Итак, самой прочной нашей опорой оказался Селим, лучше всех нас переносивший здешний губительный климат. Но и тут не все обстояло благополучно, — мы с трудом могли договариваться с ним, особенно тогда, когда не было рядом Жака. Селим тоже частенько сидел у Криштуфека, дружески улыбался ему, скаля свои прекрасные белые зубы, и иногда пел. Было трогательно видеть, как этот сын далекой Африки, давно оторванный от своей родной земли и пересаженный на чужую почву, еще не забыл песен и языка своей родины и старался выразить ими свои самые лучшие чувства. Его пение было непривычным для нас — нежным и жалобным. В то же время в нем слышалась какая-то страшная и дикая сила. Правда, мне не довелось побывать в Африке, но когда я слушал песни Селима, то передо мною открывался удивительно прекрасный мир. Край палящего солнца и густых теней, диковинной растительности и рычания хищных зверей. Здесь жизнь борется со смертью, торжествует, ширится и проникает во все поры; но, очевидно, я представляю себе этот край слишком туманно.

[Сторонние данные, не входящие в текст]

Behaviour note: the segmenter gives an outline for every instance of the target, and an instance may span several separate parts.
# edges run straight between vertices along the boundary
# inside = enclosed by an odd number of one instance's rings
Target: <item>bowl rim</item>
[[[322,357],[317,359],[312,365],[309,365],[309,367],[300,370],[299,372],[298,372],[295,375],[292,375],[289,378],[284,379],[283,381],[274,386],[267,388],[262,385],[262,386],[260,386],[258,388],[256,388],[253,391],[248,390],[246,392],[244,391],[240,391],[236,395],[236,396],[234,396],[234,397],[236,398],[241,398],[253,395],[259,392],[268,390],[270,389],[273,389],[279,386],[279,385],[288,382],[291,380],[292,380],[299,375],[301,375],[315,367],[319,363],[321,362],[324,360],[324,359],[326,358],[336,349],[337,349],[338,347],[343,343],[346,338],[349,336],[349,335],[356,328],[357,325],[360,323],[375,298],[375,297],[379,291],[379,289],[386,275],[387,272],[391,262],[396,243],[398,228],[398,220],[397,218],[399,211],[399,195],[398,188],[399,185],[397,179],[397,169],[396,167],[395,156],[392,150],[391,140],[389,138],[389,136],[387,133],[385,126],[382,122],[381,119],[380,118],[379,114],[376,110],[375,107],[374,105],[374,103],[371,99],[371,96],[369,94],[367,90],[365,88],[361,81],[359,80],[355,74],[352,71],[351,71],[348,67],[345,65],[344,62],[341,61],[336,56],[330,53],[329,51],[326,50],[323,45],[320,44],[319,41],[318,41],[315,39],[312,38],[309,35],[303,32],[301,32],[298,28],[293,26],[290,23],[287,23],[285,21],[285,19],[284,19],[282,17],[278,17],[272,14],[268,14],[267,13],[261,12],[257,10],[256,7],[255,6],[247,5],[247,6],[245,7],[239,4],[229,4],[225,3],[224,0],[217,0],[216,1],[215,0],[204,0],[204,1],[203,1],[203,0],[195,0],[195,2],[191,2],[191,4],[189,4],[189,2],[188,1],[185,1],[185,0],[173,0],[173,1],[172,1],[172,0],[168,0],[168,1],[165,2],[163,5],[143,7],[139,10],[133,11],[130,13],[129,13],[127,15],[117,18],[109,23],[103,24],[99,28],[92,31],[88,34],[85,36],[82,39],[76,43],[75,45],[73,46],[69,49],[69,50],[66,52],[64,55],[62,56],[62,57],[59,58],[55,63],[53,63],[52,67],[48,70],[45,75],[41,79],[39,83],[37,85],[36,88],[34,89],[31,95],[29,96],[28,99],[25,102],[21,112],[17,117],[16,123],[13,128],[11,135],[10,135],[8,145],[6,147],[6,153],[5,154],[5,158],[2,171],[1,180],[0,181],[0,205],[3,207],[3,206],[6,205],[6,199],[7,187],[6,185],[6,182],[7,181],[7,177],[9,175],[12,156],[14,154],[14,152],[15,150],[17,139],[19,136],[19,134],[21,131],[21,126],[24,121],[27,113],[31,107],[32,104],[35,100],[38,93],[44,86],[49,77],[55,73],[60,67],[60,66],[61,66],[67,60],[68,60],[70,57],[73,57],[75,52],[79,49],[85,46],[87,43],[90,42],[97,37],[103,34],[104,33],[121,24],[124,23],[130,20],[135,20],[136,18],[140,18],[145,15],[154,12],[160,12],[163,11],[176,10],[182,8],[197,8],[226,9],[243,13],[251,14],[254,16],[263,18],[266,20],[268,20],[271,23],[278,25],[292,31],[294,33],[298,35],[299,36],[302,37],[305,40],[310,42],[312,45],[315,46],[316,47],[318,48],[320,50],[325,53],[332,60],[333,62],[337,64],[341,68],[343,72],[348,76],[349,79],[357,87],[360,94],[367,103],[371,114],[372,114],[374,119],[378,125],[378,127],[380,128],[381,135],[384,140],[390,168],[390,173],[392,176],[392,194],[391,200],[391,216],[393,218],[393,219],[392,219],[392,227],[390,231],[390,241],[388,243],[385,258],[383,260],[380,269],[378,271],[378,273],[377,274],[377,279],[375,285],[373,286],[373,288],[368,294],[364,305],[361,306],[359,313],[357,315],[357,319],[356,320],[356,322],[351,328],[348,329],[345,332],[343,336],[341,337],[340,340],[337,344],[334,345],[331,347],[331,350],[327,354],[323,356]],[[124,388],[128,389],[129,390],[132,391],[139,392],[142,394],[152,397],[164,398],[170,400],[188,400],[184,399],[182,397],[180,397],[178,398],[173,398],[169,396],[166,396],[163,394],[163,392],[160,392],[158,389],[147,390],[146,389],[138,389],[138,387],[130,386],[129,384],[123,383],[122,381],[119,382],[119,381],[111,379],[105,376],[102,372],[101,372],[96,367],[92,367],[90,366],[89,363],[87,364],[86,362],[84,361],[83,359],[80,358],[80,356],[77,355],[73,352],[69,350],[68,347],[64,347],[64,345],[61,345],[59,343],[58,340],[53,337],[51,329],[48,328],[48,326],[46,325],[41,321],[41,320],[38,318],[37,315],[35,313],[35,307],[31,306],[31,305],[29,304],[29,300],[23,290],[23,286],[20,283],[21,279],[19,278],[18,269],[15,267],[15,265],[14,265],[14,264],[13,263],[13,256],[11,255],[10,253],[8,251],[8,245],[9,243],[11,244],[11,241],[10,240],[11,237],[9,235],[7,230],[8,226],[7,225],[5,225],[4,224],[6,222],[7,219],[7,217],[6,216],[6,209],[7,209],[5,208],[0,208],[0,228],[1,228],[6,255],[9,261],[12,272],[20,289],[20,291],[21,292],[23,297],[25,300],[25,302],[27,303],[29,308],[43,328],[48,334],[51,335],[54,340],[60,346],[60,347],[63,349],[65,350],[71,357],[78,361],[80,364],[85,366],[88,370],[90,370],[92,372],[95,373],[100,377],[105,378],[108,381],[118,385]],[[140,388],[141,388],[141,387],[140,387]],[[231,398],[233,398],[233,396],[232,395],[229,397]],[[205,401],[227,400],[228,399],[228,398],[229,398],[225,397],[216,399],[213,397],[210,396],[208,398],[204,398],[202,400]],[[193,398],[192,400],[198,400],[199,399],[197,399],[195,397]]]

Мы уже наверняка пробыли на этой проклятой табачной плантации не меньше года, когда всех нас как-то вдруг осенила одна и та же мысль: если мы останемся здесь, то погибнем.
Возможно, кто-нибудь с удивлением спросит, почему же мы, мол, не сбежали уже раньше, когда нас почти никто не охранял и только изредка навещал какой-нибудь надсмотрщик, когда мы страдали не столько от людей, сколько от самой природы и собачьих условий, в которые нас поставил плантатор.
Но сбежать отсюда было не так-то просто. Убежать, положим, было легко, но что нам делать потом?